Kaleidoskop pfiffiger Flötentöne

Bad Nauheim (hms). »Kaleidoskop« hieß das Programm, mit dem das Flötenquartett Flautando beim Kammerkonzert in der Trinkkuranlage am Sonntag das Publikum verzauberte. Immer wieder eröffneten sie neue Blicke auf die große Welt der Blockflöten und ihre Klänge.
Längst hat sich die Ansicht überholt, dass eine Blockflöte schrecklich klingt und zwei noch schlimmer. Vielleicht ist es beim ersten Üben so, was die vier Virtuosinnen von Flautando in ihrer frühesten Kindheit vielleicht auch erfahren haben. Inzwischen sind sie etablierte Musikerinnen, lehren an Musikhochschulen und spielen in renommierten Ensembles.

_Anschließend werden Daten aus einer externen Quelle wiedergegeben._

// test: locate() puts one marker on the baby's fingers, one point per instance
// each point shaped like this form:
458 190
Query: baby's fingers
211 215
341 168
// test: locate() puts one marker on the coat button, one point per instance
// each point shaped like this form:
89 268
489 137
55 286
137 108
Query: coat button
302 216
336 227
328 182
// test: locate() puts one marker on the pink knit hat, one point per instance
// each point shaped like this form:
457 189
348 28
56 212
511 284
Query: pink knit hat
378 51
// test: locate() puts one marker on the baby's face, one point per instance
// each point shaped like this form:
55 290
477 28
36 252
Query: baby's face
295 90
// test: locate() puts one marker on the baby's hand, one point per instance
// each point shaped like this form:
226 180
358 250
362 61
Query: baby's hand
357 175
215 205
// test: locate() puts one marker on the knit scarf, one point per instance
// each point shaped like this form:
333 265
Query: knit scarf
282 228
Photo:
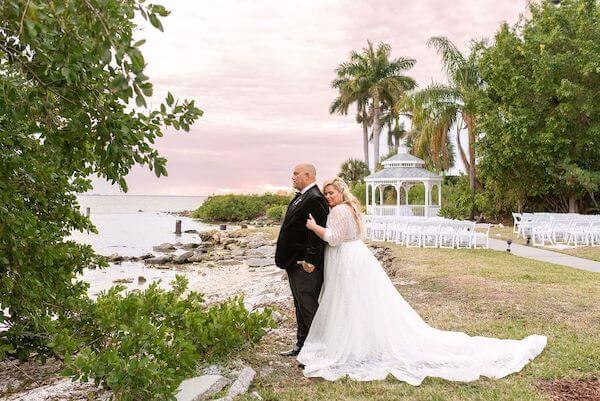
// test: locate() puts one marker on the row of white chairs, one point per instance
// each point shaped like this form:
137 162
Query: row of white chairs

Von Ikea und aus dem Weltraum
Flautando Köln ist seit 30 Jahren mit immer wechselndem Programm und neuen Arrangements vorwiegend in Deutschland unterwegs, bestritten aber auch schon weltweite Tourneen. In Bad Nauheim waren sie zum vierten Mal zu Gast, was sowohl ihre Qualität als auch die Begeisterung des Publikums bestätigt.
Diesmal hatten Susanna Borsch, Susanne Hochscheid, Ursula Thelen und Kerstin de Witt 37 Flöten dabei: von ganz klein bis ganz groß, von ganz hoch bis ganz tief, Nachbauten von historischen Renaissanceflöten bis zu modernen viereckigen Paetzold-Flöten.

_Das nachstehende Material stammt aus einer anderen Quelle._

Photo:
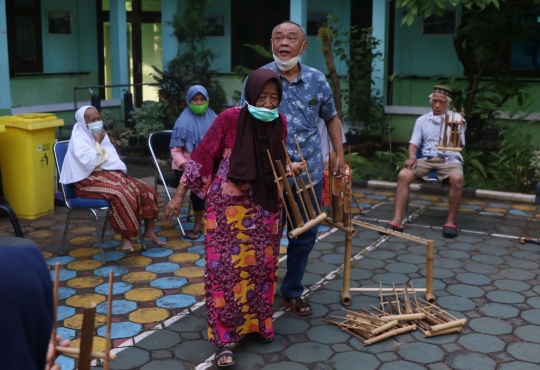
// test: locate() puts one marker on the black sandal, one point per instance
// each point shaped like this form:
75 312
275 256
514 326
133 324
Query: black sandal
259 338
225 351
296 304
196 235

Das Interesse an dieser ungewöhnlichen Form war groß. Die einen nannten sie »Ikea-Flöte«, andere »Weltraum-Flöte«. Den einen gefiel der relativ laute Klang der breiten Klappen passend zum Musikstück, andere störte es. Ungewöhnlich war der Anblick allemal.
Allein die Flöten innerhalb eines Stückes zu wechseln, kann man schon als Kunst bezeichnen, sind sie doch unterschiedlich in C, D, F, G oder B gestimmt. Daraus ergab sich jedoch eine riesige Klangvielfalt und das Gefühl, wesentlich mehr Flöten zu hören, als tatsächlich gespielt wurden. Bei der kleinen Sopranblockflöte liegen die Finger eng beieinander, beim großen Subbass werden sie weit gespreizt, um Löcher und Klappen zu erreichen.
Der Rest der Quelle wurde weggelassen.